Simone Tripodi commented on OGNL-20:
------------------------------------

Julien,
Which complexity has lock/unlock objects? I'm asking because I don't know.
Can you point me please to {{ConcurrentHashMap}} doc wich explain how locks 
only small part of itself and not the whole data?

Of course, Viva ultra-specialized ultra-fast concurrent collection, I just want 
to make sure that, before one of us starts doing the leg-work of moving to the 
new implementation, it would really add benefits to OGNL performances.

ATM I don't see much difference from

{code}
Map _methodParameterTypesCache = new HashMap();
...
synchronized (_methodParameterTypesCache)
{ 
    Class[] result; 

    if ( ( result = (Class[]) _methodParameterTypesCache.get( m )) == null )
    {
        _methodParameterTypesCache.put( m, result = m.getParameterTypes() ); 
    }
    return result; 
}
{code}

and

{code}
Map _methodParameterTypesCache = new ConcurrentHashMap();
...
Class[] result = _methodParameterTypesCache.puIfAbsent( m, 
m.getParameterTypes() );
return result; 
{code}

except that, for what I can see, the {{m.getParameterTypes()}} that worries 
you, in the first implementation is invoked only when the key is not found, in 
the second is always invoked.

Please provide me the info I miss, merci en avant!

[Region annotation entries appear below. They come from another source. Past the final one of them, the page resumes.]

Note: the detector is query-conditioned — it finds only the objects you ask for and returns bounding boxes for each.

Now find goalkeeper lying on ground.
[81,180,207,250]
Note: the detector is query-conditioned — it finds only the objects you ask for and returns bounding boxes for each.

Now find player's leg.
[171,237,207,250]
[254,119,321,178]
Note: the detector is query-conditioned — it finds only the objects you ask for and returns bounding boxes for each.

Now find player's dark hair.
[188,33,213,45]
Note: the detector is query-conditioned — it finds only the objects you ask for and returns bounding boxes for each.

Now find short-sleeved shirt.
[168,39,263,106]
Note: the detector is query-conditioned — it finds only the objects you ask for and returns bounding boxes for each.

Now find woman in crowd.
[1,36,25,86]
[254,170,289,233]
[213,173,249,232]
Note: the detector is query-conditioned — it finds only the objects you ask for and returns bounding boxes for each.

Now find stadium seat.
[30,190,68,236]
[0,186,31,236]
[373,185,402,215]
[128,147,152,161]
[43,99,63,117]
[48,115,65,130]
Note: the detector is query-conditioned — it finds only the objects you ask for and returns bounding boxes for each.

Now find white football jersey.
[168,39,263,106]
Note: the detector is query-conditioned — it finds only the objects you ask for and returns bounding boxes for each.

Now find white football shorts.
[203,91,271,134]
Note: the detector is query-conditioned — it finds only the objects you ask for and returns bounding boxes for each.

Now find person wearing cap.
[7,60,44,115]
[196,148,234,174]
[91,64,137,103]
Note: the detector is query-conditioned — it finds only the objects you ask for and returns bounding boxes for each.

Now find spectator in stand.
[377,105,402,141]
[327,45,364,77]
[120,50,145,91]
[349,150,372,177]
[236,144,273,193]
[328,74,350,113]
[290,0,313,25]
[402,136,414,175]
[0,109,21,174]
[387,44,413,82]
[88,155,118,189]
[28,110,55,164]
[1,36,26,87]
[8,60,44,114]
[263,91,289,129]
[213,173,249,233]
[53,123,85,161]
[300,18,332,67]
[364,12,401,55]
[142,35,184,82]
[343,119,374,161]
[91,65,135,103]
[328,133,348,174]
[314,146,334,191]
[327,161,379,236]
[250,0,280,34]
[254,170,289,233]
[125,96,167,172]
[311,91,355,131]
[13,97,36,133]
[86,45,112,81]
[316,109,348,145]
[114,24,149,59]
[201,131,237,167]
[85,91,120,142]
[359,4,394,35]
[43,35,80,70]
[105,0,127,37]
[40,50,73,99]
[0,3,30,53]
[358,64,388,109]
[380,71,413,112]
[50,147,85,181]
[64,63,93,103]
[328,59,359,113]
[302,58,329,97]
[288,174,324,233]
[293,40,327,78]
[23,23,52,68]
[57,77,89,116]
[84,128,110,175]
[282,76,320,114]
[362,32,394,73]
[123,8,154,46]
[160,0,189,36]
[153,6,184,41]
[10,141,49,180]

> Performance - Replace synchronized blocks with ReentrantReadWriteLock
> ---------------------------------------------------------------------
>
>                 Key: OGNL-20
>                 URL: https://issues.apache.org/jira/browse/OGNL-20
>             Project: OGNL
>          Issue Type: Improvement
>         Environment: ALL
>            Reporter: Greg Lively
>
> I've noticed a lot of synchronized blocks of code in OGNL. For the most part, 
> these synchronized blocks are controlling access to HashMaps, etc. I believe 
> this could be done far better using ReentrantReadWriteLocks. 
> ReentrantReadWriteLock allows unlimited concurrent access, and single threads 
> only for writes. Perfect in an environment where the ratio of reads  is far 
> higher than writes; which is typically the scenario for caching. Plus the 
> access control can be tuned for reads and writes; not just a big 
> synchronized{} wrapping a bunch of code.